Make the most of your employee benefits with these 5 tips

Most American workers say they understand the importance of their employee benefits and personal finances, yet two out of five admit they know little or nothing about them, new research finds.

As employee benefits season begins, most people seemingly have their financial house in order, saying they prioritize understanding their personal finances (77 percent), having enough medical insurance (74 percent) and being on track to retire comfortably (65 percent), according to the 2015 MassMutual Employee Benefits Security Study. Yet, 38 percent say they know little or nothing about their employer-provided benefits such as health care, life insurance, 401(k) retirement plans and other benefits, the study finds.

MassMutual commissioned the study by KRC Research as part of an initiative to help educate workers about their employer-provided benefits and enable them to make better choices in selecting health care coverage, insurance protection, retirement savings and other benefits. The study focused on 1,517 working Americans who were at least age 18 in a wide variety of jobs and industries.

“Personal finances continue to bedevil many Americans, especially when it comes to understanding and making the most of their employee benefits,” says Elaine Sarsynski, executive vice president of MassMutual Retirement Services and Worksite Insurance. “Fortunately, there are resources for people to turn to get help in prioritizing and managing both their benefits and finances.”

While many people assert they do just fine managing their finances, 37 percent find doing so “somewhat” or “very difficult” and 40 percent say personal financial problems are a distraction at work, according to the study. Some groups find personal finance more difficult than others, including Millennials (58 percent), parents (50 percent), Generation X (47 percent), women (44 percent) and those with annual incomes of $ 50,000 or less (44 percent).

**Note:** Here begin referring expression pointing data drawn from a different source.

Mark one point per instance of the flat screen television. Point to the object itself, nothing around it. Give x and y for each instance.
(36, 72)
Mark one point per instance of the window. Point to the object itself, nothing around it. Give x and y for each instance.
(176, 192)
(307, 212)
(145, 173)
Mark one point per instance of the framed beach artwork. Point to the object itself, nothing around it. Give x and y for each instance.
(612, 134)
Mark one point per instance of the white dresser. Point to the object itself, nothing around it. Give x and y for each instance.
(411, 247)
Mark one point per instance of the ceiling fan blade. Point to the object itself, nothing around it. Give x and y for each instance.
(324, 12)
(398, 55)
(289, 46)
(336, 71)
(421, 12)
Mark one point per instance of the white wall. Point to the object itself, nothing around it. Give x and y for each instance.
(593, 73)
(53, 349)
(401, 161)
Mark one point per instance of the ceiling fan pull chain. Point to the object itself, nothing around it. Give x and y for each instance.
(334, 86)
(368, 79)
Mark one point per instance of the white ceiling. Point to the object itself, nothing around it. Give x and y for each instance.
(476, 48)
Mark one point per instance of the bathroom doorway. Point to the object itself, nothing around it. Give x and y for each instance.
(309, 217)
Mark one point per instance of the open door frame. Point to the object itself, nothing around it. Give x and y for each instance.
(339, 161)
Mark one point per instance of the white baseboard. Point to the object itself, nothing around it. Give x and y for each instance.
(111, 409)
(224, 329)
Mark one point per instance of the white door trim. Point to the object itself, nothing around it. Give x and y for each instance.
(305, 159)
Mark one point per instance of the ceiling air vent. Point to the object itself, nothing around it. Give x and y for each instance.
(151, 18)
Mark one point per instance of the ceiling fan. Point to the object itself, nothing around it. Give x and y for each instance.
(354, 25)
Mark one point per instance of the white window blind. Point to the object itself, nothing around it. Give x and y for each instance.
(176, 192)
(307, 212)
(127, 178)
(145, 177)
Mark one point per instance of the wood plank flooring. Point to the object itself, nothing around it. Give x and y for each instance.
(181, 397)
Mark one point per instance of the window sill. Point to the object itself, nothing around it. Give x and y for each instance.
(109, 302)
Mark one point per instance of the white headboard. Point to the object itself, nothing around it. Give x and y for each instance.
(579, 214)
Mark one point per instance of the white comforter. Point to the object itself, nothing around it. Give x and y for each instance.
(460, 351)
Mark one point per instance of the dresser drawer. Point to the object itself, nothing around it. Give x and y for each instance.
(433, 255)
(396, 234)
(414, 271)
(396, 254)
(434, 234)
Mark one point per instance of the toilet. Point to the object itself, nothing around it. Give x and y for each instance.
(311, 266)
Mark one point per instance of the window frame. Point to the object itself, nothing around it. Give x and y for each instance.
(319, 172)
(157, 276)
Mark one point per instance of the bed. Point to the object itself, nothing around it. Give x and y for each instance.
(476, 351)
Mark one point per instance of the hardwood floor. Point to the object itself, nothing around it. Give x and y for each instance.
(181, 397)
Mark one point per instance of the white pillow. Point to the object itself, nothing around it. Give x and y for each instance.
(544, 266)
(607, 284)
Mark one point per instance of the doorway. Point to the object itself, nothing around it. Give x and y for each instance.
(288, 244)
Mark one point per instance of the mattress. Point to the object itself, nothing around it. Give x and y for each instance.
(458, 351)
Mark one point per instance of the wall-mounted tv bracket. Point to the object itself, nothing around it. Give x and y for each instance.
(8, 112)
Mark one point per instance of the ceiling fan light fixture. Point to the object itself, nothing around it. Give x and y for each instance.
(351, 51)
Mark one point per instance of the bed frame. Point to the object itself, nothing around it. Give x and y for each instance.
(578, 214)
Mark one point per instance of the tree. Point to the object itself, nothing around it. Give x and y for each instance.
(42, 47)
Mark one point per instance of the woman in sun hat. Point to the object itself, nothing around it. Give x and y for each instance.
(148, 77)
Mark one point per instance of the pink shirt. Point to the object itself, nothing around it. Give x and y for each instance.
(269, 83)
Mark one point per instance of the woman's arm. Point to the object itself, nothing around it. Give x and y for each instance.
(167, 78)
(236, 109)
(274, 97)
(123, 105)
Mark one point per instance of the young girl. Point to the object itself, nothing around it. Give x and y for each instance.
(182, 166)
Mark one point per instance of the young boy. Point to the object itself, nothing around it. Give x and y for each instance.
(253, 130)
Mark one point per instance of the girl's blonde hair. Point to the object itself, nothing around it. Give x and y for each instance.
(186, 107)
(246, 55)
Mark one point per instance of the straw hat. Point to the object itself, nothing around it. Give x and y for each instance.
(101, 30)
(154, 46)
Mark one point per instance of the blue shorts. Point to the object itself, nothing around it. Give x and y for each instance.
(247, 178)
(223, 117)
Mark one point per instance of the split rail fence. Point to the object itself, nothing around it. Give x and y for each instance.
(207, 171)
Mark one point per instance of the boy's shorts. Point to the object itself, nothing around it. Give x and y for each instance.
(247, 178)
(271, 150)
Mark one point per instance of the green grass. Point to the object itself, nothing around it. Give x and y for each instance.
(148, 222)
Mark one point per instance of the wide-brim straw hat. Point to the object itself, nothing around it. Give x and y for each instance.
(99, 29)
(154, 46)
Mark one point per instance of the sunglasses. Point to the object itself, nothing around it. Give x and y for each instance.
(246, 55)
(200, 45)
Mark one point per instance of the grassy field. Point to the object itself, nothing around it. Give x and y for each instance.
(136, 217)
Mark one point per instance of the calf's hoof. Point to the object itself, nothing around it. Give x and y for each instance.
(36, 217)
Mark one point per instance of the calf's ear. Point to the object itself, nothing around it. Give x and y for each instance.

Many workers would appreciate having access to online tools. Seventy-three percent indicate they would be likely use such a tool if it were available free, especially if it were provided by a “trusted and respected financial services company.”

More benefit and personal finance tools are becoming available through employers and many are free, according to Sarsynski. Many employers and benefits providers are introducing new tools to help you prioritize your retirement, health care and insurance protection benefits, she says.

Tips to prioritize your benefits

As workers are required to pay more or share more of the cost for their benefits, Sarsynski says, it becomes increasingly important to prioritize your benefits to fit your individual needs and budget:

* Health care coverage is the most important benefit unless you are already protected by a spouse’s medical plan.

* If you are married — especially if you have children — securing life insurance and disability insurance are critical to your family’s well-being.

* Save as much as you can as early as you can for retirement to take advantage of the long-term benefits of compound earnings. At a minimum, contribute enough to your employer’s 401(k) or other retirement savings plan to obtain any matching contributions.

* It’s less critical for lower-paid employees earning the minimum wage or close to it to save for retirement because Social Security will replace a relatively high percentage of your pre-retirement earnings. Other benefits such as health care and insurance protection are likely more important.

* Take advantage of employer-provided wellness benefits to boost your physical, emotional and financial health.